15:53 | Lien permanent | Commentaires (0) |

07/05/2010

Proposition traduction texte sur les évènements autour de la manifestation à Athènes du mercredi 5 mai 2010 : What do we honestly have to say about Wednesday’s events ?

What do we honestly have to say about Wednesday’s events ?

 

 

Qu'est-ce que les événements du mercredi mai 2010 (incendie de la banque Marfin à Athènes et mort de trois personnes) signifie, honnêtement, pour l'anarchiste / anti-autoritaire ?

Où en sommes-nous par rapport à la mort de ces trois personnes, peu importe qui en est la cause ?

Où en sommes-nous en tant qu' êtres humains et en tant que peuple en lutte ?

Nous, qui n'acceptons pas les "incidents isolés" (de police ou de violence de l'État) et qui montrons du doigt, sur une base quotidienne, la violence exercée par l'État et le système capitaliste.

Nous qui avont le courage d'appeler les choses par leur nom; nous qui dénonçons ceux qui torturent les migrants dans les postes de police ou ceux qui jouent autour de nos vies à l'intérieur des bureaux glamour et des studios TV.

Alors, qu'est-ce que nous avons à dire maintenant?

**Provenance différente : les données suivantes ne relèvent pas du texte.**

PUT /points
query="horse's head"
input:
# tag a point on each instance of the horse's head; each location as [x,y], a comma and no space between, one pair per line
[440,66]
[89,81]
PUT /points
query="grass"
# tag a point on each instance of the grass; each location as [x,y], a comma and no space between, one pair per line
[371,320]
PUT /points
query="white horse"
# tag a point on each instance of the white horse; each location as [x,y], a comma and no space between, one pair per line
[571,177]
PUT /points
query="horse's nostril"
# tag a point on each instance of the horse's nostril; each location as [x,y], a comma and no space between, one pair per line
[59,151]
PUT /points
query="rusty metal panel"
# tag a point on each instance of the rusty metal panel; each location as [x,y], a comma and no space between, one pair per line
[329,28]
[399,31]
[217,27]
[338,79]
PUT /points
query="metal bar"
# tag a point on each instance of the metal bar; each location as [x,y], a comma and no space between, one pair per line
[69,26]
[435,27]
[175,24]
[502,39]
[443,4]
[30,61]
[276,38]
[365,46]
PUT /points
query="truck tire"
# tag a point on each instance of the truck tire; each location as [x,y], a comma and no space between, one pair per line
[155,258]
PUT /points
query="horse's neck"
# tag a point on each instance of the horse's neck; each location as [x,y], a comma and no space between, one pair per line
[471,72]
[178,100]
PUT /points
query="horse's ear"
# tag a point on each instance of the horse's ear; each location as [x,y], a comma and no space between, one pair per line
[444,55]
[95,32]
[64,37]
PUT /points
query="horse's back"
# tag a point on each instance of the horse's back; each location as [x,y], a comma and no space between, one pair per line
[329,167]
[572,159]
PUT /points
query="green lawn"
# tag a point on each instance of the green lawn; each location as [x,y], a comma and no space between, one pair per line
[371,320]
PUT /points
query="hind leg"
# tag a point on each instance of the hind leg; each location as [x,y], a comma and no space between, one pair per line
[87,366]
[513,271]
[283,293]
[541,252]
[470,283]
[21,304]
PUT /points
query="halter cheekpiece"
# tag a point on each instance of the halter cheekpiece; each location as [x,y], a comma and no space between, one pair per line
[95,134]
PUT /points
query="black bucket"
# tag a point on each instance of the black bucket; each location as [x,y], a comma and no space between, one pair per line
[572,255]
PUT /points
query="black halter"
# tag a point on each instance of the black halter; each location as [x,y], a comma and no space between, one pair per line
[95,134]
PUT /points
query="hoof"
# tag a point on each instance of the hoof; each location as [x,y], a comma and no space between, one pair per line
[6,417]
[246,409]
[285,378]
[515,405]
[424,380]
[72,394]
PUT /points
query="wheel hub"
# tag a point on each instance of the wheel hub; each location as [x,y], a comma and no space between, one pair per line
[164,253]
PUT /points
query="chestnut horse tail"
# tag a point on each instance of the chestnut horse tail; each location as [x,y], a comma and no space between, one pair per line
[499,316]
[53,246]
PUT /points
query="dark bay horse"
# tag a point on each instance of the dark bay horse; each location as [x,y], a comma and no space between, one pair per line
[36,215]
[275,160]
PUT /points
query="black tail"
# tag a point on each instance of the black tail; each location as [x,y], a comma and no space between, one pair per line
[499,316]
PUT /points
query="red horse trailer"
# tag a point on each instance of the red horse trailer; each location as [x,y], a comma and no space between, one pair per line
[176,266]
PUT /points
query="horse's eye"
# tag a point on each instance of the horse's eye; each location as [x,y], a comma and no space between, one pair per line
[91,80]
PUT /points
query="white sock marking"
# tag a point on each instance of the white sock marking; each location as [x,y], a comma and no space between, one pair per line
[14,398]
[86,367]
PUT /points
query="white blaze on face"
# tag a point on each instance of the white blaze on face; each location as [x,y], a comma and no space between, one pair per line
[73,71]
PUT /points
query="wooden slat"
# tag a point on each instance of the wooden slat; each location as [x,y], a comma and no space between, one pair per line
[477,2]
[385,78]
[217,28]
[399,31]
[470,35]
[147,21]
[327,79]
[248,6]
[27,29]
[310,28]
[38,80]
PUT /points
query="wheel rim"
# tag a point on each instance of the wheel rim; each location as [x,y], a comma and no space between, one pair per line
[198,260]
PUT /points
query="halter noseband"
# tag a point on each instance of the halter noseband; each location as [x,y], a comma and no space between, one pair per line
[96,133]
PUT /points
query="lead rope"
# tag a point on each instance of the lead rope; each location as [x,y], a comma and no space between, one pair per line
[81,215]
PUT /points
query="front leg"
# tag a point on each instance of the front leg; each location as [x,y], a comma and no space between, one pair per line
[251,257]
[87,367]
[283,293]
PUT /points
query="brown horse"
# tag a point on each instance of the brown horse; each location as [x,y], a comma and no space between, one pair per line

On pourrait se cacher derrière la déclaration publiée par le Syndicat des travailleurs de la Banque (OTOE) ou les accusations portées par des employés de la succursale de la banque, ou nous pourrions nous cacher derrière le fait que le défunt avait été forcé de rester dans un bâtiment sans protection contre l'incendie - et enfermé, même.

On pourrait maintenir le fait que le propriétaire de la banque,Vgenopoulos, est un sac à écume, ou que cet incident tragique sera utilisé pour justifier quelques répression sans précédent. Celui qui a osé passer par Exarcheia mercredi soir en a déjà une idée claire. Mais ce n'est pas le problème.

La question est pour nous de voir quelle part de responsabilités tombe sur nous, sur nous tous. Nous sommes tous responsables. Oui, nous sommes en droit de se battre avec toutes nos forces contre les mesures injustes imposées sur nous; nous sommes en droit de consacrer toutes nos forces et notre créativité à un monde meilleur. Mais en tant qu'être politique, nous sommes également responsables de chacun de nos choix politiques, les moyens que nous nous sommes appropriés et de notre silence à chaque fois que nous n'avons pas admettre nos faiblesses et nos erreurs. Nous, qui ne flattons pas la population afin de gagner des votes, nous qui n'avons aucun intérêt à exploiter le monde, avons la capacité, dans ces circonstances tragiques, d'être honnête avec nous-même et avec ceux qui nous entourent.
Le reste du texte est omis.